A ring of fine, pointed branchial tentacles are at the base of the branchial siphon. The dorsal tubercle, in a roomy peritubercular area, has a reverse C-shaped opening with slightly irregular in-turned horns. A dorsal ganglion is just dorsal to the tubercle. The dorsal lamina consisting of numerous finely tapered languets extends the whole length of the branchial sac to the oesophageal opening at the postero-dorsal corner of the body. The branchial sac has many rows of short, oval and very even perforations. Fine parallel internal longitudinal vessels supported on small papillae extend longitudinally over the internal surface of the branchial wall at right angles to the rows of perforations, and create meshes containing 2–3 perforations occasionally crossed by parastigmatic vessels. Ciliated epithelium was not detected lining these perforations. Despite the highly contracted condition of the muscles in these specimens, these pharyngeal perforations appear not to be distorted.

The short oesophagus curves anteriorly to open into the elliptical, obliquely orientated stomach. The internal lining of the stomach is raised into about thirty fine, transparent, crowded, sometimes crinkled, parallel folds. The cylindrical intestine, opening from the tapered, distal end of the stomach, extends anteriorly in a gentle arc, only slightly concave dorsally. The anal opening, about a third of the body length behind the atrial opening, has a margin broken into shallow lobes. The tubular ovary, in the body wall, outside and almost completely covered by the gut, extends from the stomach to about halfway up the intestine. A crowded network of very fine testis tubules covers the walls of the stomach and extends to about two-thirds of the distance up the intestine. The vas deferens continues along the dorsal midline opening, with the oviduct, at the base of the atrial siphon. The network of testis tubules can be seen from the inside of the stomach through the thin stomach wall. They tend to obscure the crowded fine parallel slightly crinkled folds that line the internal wall of the stomach.

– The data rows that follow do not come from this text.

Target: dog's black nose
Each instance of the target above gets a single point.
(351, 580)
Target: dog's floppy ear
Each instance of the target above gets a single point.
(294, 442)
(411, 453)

Remarks. Millar (1963) examined the type specimens of Ciallusia longa Van Name, 1918 although he did not recognise its possible relationship with Pterygascidia Sluiter, 1904 . Tokioka 1967 first noted the similarity of P. mirabilis Sluiter, 1904 and Ciallusia longa Van Name, 1918 . He observed the row of pointed languets along the dorsal mid-line in both species and established that Sluiter’s report of a plain dorsal lamina in P. m i r a b i l i s was incorrect. Nevertheless, although Tokioka (1971a) thought the genera synonymous (a view now well established) he thought their type species were distinct species of the genus Pterygascidia , separated from each other by small differences in the arrangement of muscle bundles, orientation of the stomach, the presence of stomach folds, differences in the size of the external flaps of test around the apertures and (in P. mirabilis ) an oblique row of short muscles about one third of the distance down each side of the body (that appear to be the isolated terminal ends of longitudinal siphon muscles separated by sudden contraction). Tokioka (1967) counted about 60 internal longitudinal branchial vessels on each side in C. longa but does not record the number of rows of perforations, which invariably are numerous and usually are not precisely recorded. Tokioka (1971a) also thought the pharyngeal wall of C. longa to be perforated by ciliated stigmata (although these have not been demonstrated in any of the material). A digestive gland observed only by Millar (1963) may be obscured by the sheath of testis follicles around the wall of the intestine (see Monniot F and C. 2003). In his account of P. mirabilis , Tokioka’s (1971b) reports that in one of the specimens the distal end of the vas deferens at the base of the atrial siphon is divided into separate short branches. This has not been observed in other specimens and it may be an abnormality. Most of these differences between specimens appear to be variations associated with the size, state of contraction of the body wall and/or the condition of the specimens. A few (such as the absence of stomach folds and a smooth-edged dorsal lamina) result from errors in interpreting the material.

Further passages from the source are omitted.